I could see myself back at the hospital, getting various tests, preparing for the surgery — my first ever— and trying to alleviate my own and my family’s fears as best I could. Some days were harder than others, some days were the hardest I have ever encountered.
I still remember that the last thing I saw before I passed out from anesthesia in the theatre were the OT lights overhead — so bright — and masked faces busying themselves for the task ahead. Voices of doctors and nurses faded into a blur and then suddenly, nothing.
There were no thoughts or dreams or anything. I woke up a little confused, then remembered where I was as the recovery room nurses began to ask me questions, ‘how are you feeling’ etc. Today when I look back to that ‘blank’ period, I think about the blind trust I put into everything and everyone that was helping me beat cancer. I think about the hope that I would wake up again. I think about the relentless hope that I would get through it alright.
We are fragile beings, in an ever-changing world. One day you feel you are at the mercy of a deadly illness, you feel hopeless, you feel defeated. You put all your trust, all your hope in the people around you — doctors, nurses, medical workers — to get you through it. You hope and pray you make it.
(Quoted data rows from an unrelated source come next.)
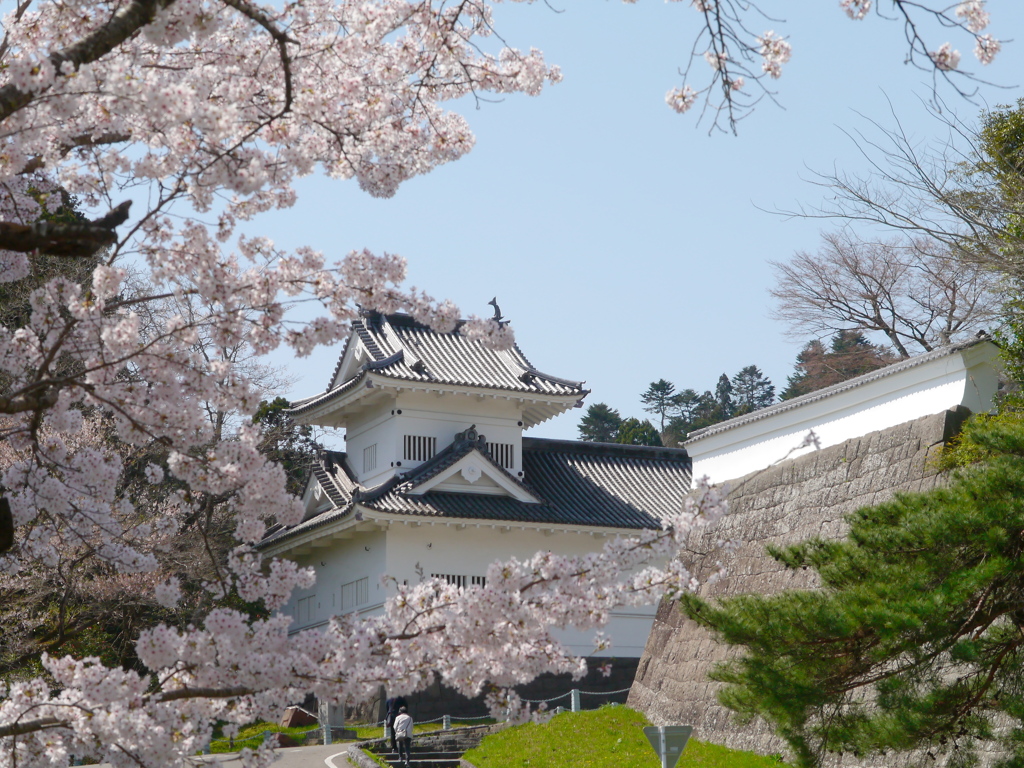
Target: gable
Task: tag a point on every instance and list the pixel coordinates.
(474, 473)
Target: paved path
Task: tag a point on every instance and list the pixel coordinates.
(330, 756)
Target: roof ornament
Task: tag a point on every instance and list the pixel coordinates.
(498, 312)
(470, 437)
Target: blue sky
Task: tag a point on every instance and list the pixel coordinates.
(624, 242)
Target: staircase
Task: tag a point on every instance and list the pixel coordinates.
(435, 750)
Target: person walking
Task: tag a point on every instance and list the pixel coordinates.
(403, 732)
(391, 708)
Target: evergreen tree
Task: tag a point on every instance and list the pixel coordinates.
(921, 612)
(636, 432)
(600, 424)
(289, 443)
(660, 398)
(723, 397)
(753, 390)
(851, 354)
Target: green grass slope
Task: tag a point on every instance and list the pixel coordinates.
(609, 737)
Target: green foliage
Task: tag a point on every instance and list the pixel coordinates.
(1001, 160)
(252, 736)
(609, 736)
(287, 442)
(752, 390)
(963, 451)
(636, 432)
(600, 424)
(659, 399)
(851, 354)
(921, 613)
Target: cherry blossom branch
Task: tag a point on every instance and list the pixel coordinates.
(125, 23)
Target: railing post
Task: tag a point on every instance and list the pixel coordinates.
(324, 715)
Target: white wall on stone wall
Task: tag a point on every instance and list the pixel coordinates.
(966, 378)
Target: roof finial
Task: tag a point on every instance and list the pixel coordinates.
(498, 312)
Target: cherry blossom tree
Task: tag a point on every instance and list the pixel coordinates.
(203, 114)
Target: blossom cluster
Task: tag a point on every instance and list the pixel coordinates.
(235, 670)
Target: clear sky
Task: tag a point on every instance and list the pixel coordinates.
(625, 243)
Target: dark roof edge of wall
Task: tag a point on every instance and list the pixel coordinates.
(582, 448)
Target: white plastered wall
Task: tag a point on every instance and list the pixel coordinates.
(406, 550)
(341, 562)
(967, 378)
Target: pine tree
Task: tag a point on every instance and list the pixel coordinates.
(851, 354)
(636, 432)
(723, 397)
(921, 613)
(660, 399)
(752, 390)
(600, 424)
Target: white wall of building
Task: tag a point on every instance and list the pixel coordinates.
(968, 378)
(448, 550)
(383, 430)
(342, 562)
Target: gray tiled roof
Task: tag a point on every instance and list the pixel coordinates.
(579, 483)
(843, 386)
(407, 350)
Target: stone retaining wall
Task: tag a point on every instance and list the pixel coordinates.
(799, 499)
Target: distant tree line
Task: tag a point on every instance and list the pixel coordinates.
(678, 413)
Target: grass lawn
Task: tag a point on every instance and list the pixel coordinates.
(252, 735)
(609, 737)
(377, 731)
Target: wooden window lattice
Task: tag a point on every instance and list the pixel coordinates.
(504, 454)
(354, 593)
(419, 448)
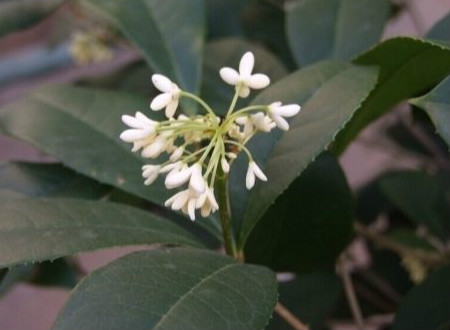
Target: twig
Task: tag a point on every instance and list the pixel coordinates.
(290, 318)
(350, 294)
(429, 258)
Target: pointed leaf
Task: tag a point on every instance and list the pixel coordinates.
(437, 105)
(427, 306)
(48, 180)
(407, 67)
(334, 29)
(169, 34)
(172, 289)
(328, 100)
(37, 230)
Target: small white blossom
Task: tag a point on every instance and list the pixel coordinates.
(278, 111)
(244, 79)
(150, 173)
(252, 171)
(169, 97)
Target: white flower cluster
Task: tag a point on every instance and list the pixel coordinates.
(199, 147)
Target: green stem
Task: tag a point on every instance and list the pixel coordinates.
(224, 209)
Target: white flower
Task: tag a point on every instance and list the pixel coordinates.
(178, 176)
(169, 97)
(141, 128)
(244, 79)
(197, 183)
(207, 203)
(262, 122)
(253, 170)
(278, 111)
(150, 173)
(225, 165)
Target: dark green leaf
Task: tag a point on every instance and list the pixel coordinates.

And then you finally wake up, from that timeless, dreamless slumber, and you know, that while things will never be the same, you’ve been given something more precious than anything that has ever crossed your path before - a second chance.
I remember seeing quite a few elderly people and even children at the radiotherapy centre where I was treated post the surgery. Sometimes I would see the same people as I had a daily time slot for my therapy. Once, a little girl, angelic in her white frock and cap to match accompanied her parents — a young couple — to the centre. I kept staring at them as I couldn’t help wondering which of them was here for treatment. A nurse confirmed my fears that it was the little girl — and a host of nurses had to accompany her inside as you have to stay very still while receiving the therapy and kids wouldn’t understand and would thus have to be held down.
I held back tears but couldn’t overcome the feelings of anger that made me question everything, the world, life, its impermanence, its unfairness. It’s been over two years since that day and still, I am sometimes overwhelmed by the same conflicting emotions — anger, hope, sadness and a sense of healing. I hope and pray that little girl made it through the darkness.
I know I was one of the lucky ones to be diagnosed early. My cancer was at a stage where it could still be treated. Every day I remind myself to be grateful. Every day I remind myself that it could have been so much worse.
The ‘C’ word remains a haunting one. It leaves you shocked, angry and scared. It leaves you wondering ‘why me’. But it also leaves you stronger, grateful and hopeful that the future will be better. To all those who are battling cancer at this time, even though I don’t know what you are going through (because everyone’s journey of pain and healing is personal), from my limited experience I just want to say this: Never give up hope, never back down from a fight, and always make each new day count. On this World Cancer Day, celebrate the gift of life.